A good day on the slopes may be 20,000, 30,000, or even 40,000 vertical feet for many skiers. But 90,000!? Is that even possible? Apparently so, as Jonathan Boblitt has now proved at Beaver Creek, CO, while skiing at the resort last Wednesday, January 27th.
Skiing 90,000′ in one day is no easy task. It takes an entire day’s commitment from the first chair up to the last chair down, no lift lines, a planned route to maximize vertical, and no breaks. When speaking with VailDaily, that is exactly what Boblitt told them.
“These runs were completed without a bathroom stop and no lunch break… I did stop once to help collect a piece of a yard sale. You always stop, it’s the code—even if you’re going for a record.”
Boblitt determined that the place to maximize vertical at Beaver Creek was the Birds of Prey chairlift, home to the FIS World Cup racecourse.
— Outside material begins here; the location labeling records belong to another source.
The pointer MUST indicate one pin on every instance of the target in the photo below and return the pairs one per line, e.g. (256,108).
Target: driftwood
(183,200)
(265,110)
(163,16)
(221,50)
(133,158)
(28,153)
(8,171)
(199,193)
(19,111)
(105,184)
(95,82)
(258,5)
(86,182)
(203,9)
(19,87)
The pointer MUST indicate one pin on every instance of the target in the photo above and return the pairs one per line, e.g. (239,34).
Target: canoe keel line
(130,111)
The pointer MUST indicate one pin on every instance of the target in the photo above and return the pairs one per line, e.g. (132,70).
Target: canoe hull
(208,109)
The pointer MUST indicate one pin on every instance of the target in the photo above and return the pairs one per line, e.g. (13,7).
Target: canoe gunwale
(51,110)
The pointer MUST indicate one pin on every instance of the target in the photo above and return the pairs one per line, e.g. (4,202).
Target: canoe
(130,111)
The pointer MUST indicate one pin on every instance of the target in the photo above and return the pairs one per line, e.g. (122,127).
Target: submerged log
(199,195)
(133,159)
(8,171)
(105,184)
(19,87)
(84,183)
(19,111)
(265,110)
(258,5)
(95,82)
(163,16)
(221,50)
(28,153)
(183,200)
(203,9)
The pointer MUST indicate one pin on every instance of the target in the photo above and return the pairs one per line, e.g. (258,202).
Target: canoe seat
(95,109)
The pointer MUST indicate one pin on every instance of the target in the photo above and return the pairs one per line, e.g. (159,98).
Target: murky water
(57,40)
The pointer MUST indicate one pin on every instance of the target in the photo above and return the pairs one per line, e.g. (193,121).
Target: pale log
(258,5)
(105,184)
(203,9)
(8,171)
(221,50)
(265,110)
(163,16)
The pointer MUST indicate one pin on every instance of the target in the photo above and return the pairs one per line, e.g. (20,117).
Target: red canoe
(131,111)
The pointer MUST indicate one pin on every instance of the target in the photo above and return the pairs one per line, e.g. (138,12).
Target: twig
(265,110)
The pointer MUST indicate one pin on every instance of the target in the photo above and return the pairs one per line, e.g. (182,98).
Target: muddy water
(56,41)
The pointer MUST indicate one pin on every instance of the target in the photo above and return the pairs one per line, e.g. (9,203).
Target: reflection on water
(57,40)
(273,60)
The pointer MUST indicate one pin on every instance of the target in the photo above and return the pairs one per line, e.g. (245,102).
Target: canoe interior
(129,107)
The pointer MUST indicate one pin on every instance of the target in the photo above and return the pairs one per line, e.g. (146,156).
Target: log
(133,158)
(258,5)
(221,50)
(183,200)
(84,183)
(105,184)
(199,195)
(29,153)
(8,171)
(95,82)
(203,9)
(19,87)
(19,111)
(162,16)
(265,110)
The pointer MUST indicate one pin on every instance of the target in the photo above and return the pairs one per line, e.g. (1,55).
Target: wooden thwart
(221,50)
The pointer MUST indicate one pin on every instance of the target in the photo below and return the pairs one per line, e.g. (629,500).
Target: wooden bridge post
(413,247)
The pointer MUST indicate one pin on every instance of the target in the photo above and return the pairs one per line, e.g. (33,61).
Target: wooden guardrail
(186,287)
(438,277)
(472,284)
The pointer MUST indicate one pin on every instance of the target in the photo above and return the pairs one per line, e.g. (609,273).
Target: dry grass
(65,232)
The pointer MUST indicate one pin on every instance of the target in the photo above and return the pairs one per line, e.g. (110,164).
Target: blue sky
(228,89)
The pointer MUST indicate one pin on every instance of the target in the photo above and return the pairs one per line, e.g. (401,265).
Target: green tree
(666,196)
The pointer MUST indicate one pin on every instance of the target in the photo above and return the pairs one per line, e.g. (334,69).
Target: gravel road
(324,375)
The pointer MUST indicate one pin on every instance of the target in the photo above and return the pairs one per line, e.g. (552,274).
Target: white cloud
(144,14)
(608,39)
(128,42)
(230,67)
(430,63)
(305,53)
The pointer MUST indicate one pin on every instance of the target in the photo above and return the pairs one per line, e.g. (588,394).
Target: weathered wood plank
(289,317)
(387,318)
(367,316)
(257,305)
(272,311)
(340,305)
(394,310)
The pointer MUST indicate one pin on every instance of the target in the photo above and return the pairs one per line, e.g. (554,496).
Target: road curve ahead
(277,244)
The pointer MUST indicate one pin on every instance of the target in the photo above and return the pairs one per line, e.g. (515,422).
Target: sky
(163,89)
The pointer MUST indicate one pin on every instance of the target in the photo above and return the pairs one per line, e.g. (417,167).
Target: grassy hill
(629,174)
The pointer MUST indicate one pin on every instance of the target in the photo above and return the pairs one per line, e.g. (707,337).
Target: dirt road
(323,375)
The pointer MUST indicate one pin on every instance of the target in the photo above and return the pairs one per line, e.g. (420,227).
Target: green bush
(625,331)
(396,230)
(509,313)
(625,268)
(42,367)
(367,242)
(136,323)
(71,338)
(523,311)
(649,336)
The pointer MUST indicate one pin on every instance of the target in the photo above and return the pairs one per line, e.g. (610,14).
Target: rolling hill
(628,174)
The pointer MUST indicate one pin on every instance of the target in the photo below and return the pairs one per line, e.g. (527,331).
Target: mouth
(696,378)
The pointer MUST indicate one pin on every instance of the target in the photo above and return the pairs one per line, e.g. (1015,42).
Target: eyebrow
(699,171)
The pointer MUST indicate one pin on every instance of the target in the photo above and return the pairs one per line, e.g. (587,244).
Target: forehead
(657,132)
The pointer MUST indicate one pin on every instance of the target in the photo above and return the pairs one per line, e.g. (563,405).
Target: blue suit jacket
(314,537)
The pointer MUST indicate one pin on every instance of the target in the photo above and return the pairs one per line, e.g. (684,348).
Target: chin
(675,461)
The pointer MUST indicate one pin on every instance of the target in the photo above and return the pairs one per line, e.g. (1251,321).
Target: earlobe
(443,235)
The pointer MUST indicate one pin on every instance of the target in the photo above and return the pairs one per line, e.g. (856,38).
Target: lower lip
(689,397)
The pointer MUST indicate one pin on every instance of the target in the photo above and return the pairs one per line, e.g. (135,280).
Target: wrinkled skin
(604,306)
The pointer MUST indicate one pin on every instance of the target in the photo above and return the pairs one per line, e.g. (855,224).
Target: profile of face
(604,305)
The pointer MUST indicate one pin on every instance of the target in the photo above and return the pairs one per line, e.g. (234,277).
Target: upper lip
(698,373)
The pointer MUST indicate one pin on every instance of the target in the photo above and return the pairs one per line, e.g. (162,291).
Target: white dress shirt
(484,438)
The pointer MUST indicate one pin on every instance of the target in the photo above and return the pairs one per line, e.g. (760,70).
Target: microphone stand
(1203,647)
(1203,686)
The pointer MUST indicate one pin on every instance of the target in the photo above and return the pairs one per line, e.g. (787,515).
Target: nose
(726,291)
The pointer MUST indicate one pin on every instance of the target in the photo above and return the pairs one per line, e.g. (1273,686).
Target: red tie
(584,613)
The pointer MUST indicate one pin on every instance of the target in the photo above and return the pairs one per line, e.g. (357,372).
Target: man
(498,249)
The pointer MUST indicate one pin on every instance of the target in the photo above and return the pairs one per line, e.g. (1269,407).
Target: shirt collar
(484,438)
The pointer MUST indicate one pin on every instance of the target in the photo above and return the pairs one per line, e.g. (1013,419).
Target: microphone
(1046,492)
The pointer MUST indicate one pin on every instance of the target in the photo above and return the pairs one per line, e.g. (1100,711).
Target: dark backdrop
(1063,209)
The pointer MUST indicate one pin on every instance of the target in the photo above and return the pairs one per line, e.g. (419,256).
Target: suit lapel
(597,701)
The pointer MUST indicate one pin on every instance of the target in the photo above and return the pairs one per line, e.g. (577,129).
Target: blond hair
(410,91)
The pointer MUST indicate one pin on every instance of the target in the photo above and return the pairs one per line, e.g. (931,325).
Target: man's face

He then, 39 times that day, took Red Tail run down to achieve his total of 90,073′.
Boblitt also noted when talking with VailDaily how supportive the lift attendants were on the Bird of Prey chairlift, citing that after 39 runs in one day, the lift attendants are sure to start recognizing you.
- Related: New World Record for “Greatest Vertical Distance Skied Up & Downhill in 24 Hours (Indoors)”
How Hard is it to Beat 90,000′ in a Day?
At the end of VailDaily’s article is a list of unofficial records in which other readers have sent in their personal vertical records, with one person claiming to have also done 90,000′ in a day at Beaver Creek and many others claiming in the 70-80,000′ range. But what if you wanted to do 100,000′ in a day? Is that even possible?
There is one thing Boblitt could have done to add to his vertical—find a resort that offers both day and night skiing, allowing one to ski for 14 hours in one day instead of eight. Other than that, Boblitt seems to have completed the most efficient ski day at Beaver Creek on record, and that may take a while before it changes.